Была и у меня первая любовь. Она ведь есть у каждого, как родина. Нам было пять годков, как говорила её бабушка, у которой моя, утверждавшая, что нам пять лет, снимала в большом деревенском доме комнату на лето. Мы бегали наперегонки, играли в прятки и салочки, ели упавшие в траву маленькие зелёные яблоки, от которых щипало язык и счастливо морщилось лицо, собирали в спичечные коробки жуков и вслушивались в шорохи, доносившиеся из их камер-одиночек, топили в варенье злющих лупоглазых ос, искали золотые яйца в птичьих гнёздах и подолгу сидели на старом отполированном до блеска бревне, глядя на расцветший куст жасмина.

Я не помню её имени, лица, голоса — только волосы, густые каштановые волны, в которых хотелось утонуть. “Дети, не ходите одни на речку, не влезайте в воду, а то утонете”. И до сих пор мне хочется утонуть в этих каштановых волосах.

По туго натянутому стеблю травы ползёт жучок. Мы смотрим на него, и так радостно на душе, так светло и покойно. Осторожно беру его двумя пальцами. Он смешно перебирает в воздухе лапками, всё торопится по своим жучиным делам.

— Какой хорошенький! Давай посадим его в коробок.

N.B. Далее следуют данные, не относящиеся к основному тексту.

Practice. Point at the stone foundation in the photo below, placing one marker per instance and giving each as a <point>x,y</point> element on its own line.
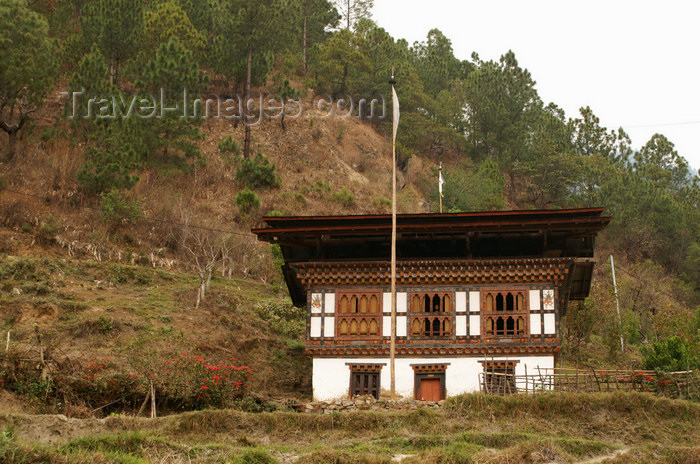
<point>367,403</point>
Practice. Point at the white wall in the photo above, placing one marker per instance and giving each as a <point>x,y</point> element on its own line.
<point>331,376</point>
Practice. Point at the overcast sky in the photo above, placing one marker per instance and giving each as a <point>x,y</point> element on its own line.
<point>635,63</point>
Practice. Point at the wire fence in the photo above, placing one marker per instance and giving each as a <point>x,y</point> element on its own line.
<point>681,384</point>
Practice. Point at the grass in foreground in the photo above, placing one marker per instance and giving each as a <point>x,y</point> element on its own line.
<point>562,428</point>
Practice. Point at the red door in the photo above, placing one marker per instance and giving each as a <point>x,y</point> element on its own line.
<point>430,390</point>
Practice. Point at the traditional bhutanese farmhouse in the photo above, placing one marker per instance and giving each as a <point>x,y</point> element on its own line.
<point>476,293</point>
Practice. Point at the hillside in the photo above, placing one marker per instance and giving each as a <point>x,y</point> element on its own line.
<point>125,243</point>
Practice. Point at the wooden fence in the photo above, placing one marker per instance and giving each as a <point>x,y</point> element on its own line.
<point>683,384</point>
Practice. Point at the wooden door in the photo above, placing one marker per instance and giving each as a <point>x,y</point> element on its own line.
<point>430,390</point>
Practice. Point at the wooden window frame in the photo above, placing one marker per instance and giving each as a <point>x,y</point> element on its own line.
<point>443,317</point>
<point>369,375</point>
<point>372,320</point>
<point>496,315</point>
<point>429,372</point>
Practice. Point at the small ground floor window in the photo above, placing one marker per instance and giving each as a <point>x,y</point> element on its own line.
<point>365,380</point>
<point>499,377</point>
<point>429,382</point>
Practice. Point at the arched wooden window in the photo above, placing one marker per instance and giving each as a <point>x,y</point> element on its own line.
<point>373,304</point>
<point>436,326</point>
<point>446,303</point>
<point>509,313</point>
<point>364,327</point>
<point>510,302</point>
<point>510,326</point>
<point>446,327</point>
<point>373,327</point>
<point>363,305</point>
<point>359,315</point>
<point>489,326</point>
<point>429,311</point>
<point>500,326</point>
<point>437,306</point>
<point>415,304</point>
<point>415,327</point>
<point>489,303</point>
<point>499,302</point>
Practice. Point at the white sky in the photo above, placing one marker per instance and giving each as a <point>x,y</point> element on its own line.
<point>635,63</point>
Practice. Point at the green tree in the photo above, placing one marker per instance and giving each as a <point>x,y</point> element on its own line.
<point>246,200</point>
<point>258,172</point>
<point>339,60</point>
<point>245,39</point>
<point>169,20</point>
<point>113,164</point>
<point>116,27</point>
<point>353,10</point>
<point>501,108</point>
<point>170,138</point>
<point>27,66</point>
<point>436,63</point>
<point>285,91</point>
<point>308,25</point>
<point>659,162</point>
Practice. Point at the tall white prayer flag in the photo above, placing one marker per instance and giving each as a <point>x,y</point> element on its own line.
<point>395,101</point>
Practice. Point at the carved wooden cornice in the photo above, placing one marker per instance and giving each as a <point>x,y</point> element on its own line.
<point>435,272</point>
<point>415,351</point>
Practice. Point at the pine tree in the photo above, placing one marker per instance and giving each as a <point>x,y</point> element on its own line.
<point>354,10</point>
<point>170,139</point>
<point>27,66</point>
<point>116,27</point>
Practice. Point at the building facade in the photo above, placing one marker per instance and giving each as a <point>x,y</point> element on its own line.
<point>479,296</point>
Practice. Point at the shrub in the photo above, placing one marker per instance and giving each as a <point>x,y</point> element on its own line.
<point>381,202</point>
<point>255,456</point>
<point>344,197</point>
<point>672,354</point>
<point>258,172</point>
<point>47,231</point>
<point>228,147</point>
<point>247,200</point>
<point>118,209</point>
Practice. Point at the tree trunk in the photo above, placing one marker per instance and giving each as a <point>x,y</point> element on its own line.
<point>304,45</point>
<point>113,68</point>
<point>246,141</point>
<point>345,76</point>
<point>11,142</point>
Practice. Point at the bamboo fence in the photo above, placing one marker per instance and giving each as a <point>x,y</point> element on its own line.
<point>682,384</point>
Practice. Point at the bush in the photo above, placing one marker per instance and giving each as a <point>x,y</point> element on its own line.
<point>247,200</point>
<point>229,145</point>
<point>117,209</point>
<point>344,197</point>
<point>256,456</point>
<point>47,231</point>
<point>672,354</point>
<point>258,172</point>
<point>381,202</point>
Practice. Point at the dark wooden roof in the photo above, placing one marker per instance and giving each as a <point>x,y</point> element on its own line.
<point>480,235</point>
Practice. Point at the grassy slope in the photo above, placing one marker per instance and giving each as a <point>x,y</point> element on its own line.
<point>567,428</point>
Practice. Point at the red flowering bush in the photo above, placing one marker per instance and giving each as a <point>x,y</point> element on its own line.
<point>191,382</point>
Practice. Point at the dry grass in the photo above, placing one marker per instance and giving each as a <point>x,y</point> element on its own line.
<point>567,428</point>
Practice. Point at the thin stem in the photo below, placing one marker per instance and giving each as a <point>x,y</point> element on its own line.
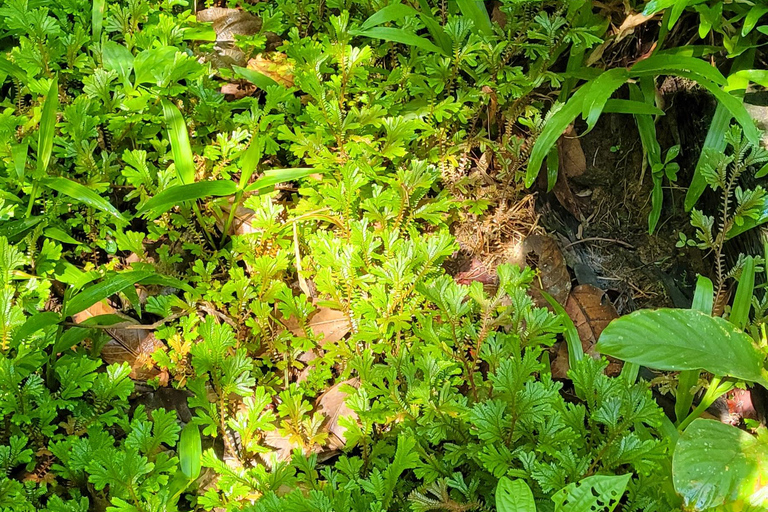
<point>716,389</point>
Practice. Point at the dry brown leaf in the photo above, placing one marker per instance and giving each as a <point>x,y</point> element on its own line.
<point>332,405</point>
<point>542,252</point>
<point>227,23</point>
<point>134,346</point>
<point>565,195</point>
<point>629,24</point>
<point>591,312</point>
<point>274,65</point>
<point>331,323</point>
<point>573,162</point>
<point>237,91</point>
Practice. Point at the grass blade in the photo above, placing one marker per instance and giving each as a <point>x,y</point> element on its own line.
<point>249,160</point>
<point>554,127</point>
<point>182,150</point>
<point>389,13</point>
<point>190,451</point>
<point>47,127</point>
<point>274,176</point>
<point>178,194</point>
<point>84,195</point>
<point>743,300</point>
<point>475,10</point>
<point>12,69</point>
<point>98,292</point>
<point>258,79</point>
<point>97,18</point>
<point>575,350</point>
<point>399,35</point>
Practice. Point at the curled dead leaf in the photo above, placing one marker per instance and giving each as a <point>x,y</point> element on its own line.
<point>629,24</point>
<point>236,91</point>
<point>591,312</point>
<point>573,162</point>
<point>542,252</point>
<point>128,344</point>
<point>332,405</point>
<point>274,65</point>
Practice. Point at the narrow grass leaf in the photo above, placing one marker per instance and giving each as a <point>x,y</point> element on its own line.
<point>190,451</point>
<point>100,291</point>
<point>47,127</point>
<point>674,64</point>
<point>11,69</point>
<point>571,334</point>
<point>399,35</point>
<point>97,18</point>
<point>182,150</point>
<point>389,13</point>
<point>475,10</point>
<point>275,176</point>
<point>35,323</point>
<point>258,79</point>
<point>553,129</point>
<point>84,195</point>
<point>743,300</point>
<point>179,194</point>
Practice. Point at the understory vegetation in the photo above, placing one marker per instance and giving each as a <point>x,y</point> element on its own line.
<point>229,237</point>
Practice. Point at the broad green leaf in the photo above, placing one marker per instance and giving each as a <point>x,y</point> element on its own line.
<point>47,127</point>
<point>740,80</point>
<point>84,195</point>
<point>151,65</point>
<point>399,35</point>
<point>36,323</point>
<point>179,137</point>
<point>258,79</point>
<point>13,229</point>
<point>731,103</point>
<point>600,90</point>
<point>389,13</point>
<point>437,32</point>
<point>100,291</point>
<point>715,464</point>
<point>274,176</point>
<point>753,16</point>
<point>514,496</point>
<point>599,493</point>
<point>97,18</point>
<point>631,107</point>
<point>703,299</point>
<point>178,194</point>
<point>119,59</point>
<point>475,10</point>
<point>743,300</point>
<point>60,235</point>
<point>70,338</point>
<point>190,451</point>
<point>683,339</point>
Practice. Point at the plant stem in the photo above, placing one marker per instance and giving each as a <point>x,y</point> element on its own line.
<point>716,389</point>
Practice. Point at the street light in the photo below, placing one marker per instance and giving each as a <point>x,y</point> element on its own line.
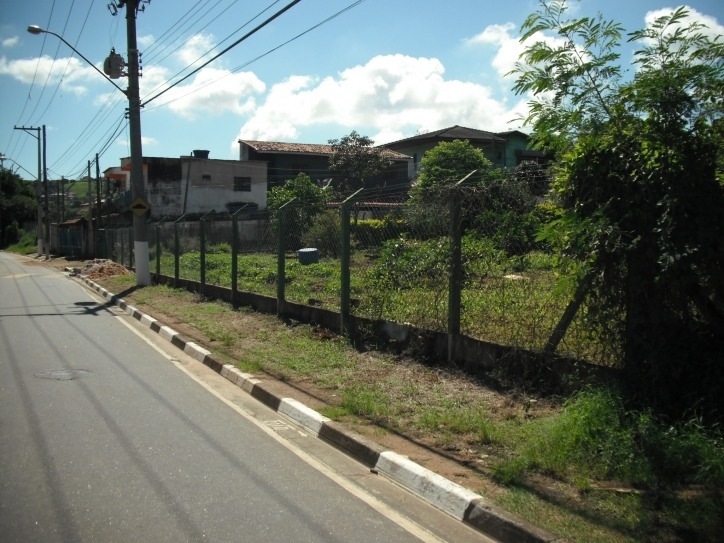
<point>139,204</point>
<point>43,233</point>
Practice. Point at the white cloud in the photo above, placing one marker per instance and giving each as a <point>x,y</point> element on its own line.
<point>145,41</point>
<point>195,47</point>
<point>11,42</point>
<point>713,28</point>
<point>73,74</point>
<point>390,97</point>
<point>509,47</point>
<point>214,92</point>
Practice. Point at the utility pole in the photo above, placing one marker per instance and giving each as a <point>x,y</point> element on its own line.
<point>38,193</point>
<point>98,191</point>
<point>139,205</point>
<point>46,203</point>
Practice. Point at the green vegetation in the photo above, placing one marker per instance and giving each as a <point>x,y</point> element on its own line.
<point>26,244</point>
<point>620,474</point>
<point>355,161</point>
<point>639,190</point>
<point>17,206</point>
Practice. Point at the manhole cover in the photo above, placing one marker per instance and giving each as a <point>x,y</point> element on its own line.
<point>62,375</point>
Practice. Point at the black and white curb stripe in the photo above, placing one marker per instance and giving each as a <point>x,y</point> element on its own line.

И вдруг — зачем, почему? — нажал посильнее, и что-то липкое испачкало пальцы, лапки скрючились, застыли, и слёзы потекли из-под каштановой чёлки, щекотавшей мне щёку. Я бросил жука в траву — бабушка, моя или её, точно не помню, звала пить чай. Сколько лет прошло, а кажется, пальцы до сих пор липкие.

В конце августа мы с бабушкой уехали, а они с бабушкой остались. И были потом другие, только другие потом и были…

Рыба плеснула под сердцем, ушла на глубину.

 

Дорога снова была пустынна. Лес медленно расступался, открывая бугристое недоброе море, по которому, извиваясь левиафаном, тянулась каменная гряда.

До революции на Муксалме была монастырская ферма, лучшая на всём Беломорье, затем лагерный сельхоз, во время войны — аэродром и тренировочная база соловецких юнг, теперь на пустынных берегах пасутся редкие туристы — так могла бы начинаться статья об этом острове. Начинаться или заканчиваться. Статья или заметка. Орёл или решка. Чёт или нечет. Любит — не любит. Белая курточка — спортивный костюм.

Они шли мне навстречу. Мы раскланялись. Она держала в руках полиэтиленовый пакетик с шоколадными конфетами.

— Угощайтесь.

Я покосился на спортивный костюм — он нарочито смотрел в сторону.

— Нет-нет, спасибо.

Она понимающе улыбнулась:

— А мы гуляем…

— Здесь вы не найдёте ничего интересного. Я говорил тебе, Наташа, что мы зря сюда идём, только потеряем время.

Я немного погулял по острову, поросшему высокой травой, измученной собственной бесполезной силой. Повсюду торчали разрушенные временем загоны для скота и бараки. Над ними безучастно проплывали облака в своих белых курточках. Ничего интересного. Но я погулял, пусть недолго, а погулял. Ведь идти к цели — одно, а, дойдя, погулять — совсем другое. И не важно, что за цель. Идти и гулять — далеко не одно и то же. И не понимать этого может только отпетый болван.

 

Обратно я шёл быстро, очень быстро. На утоптанном песке дамбы виднелись свежие следы от кроссовок — большие и поменьше. Они то сближались друг с другом, то отдалялись. Взгляд наткнулся на что-то яркое — конфета, шоколадная конфета. Она выронила её. Случайно или нарочно? Волны бились о дамбу, стучались в сердце, шумели в крови…

Конфету я съел, а фантик сунул в карман. Он и сейчас там лежит, шурша по-осеннему, когда я по привычке проверяю, на месте ли сигареты, хотя давно бросил курить.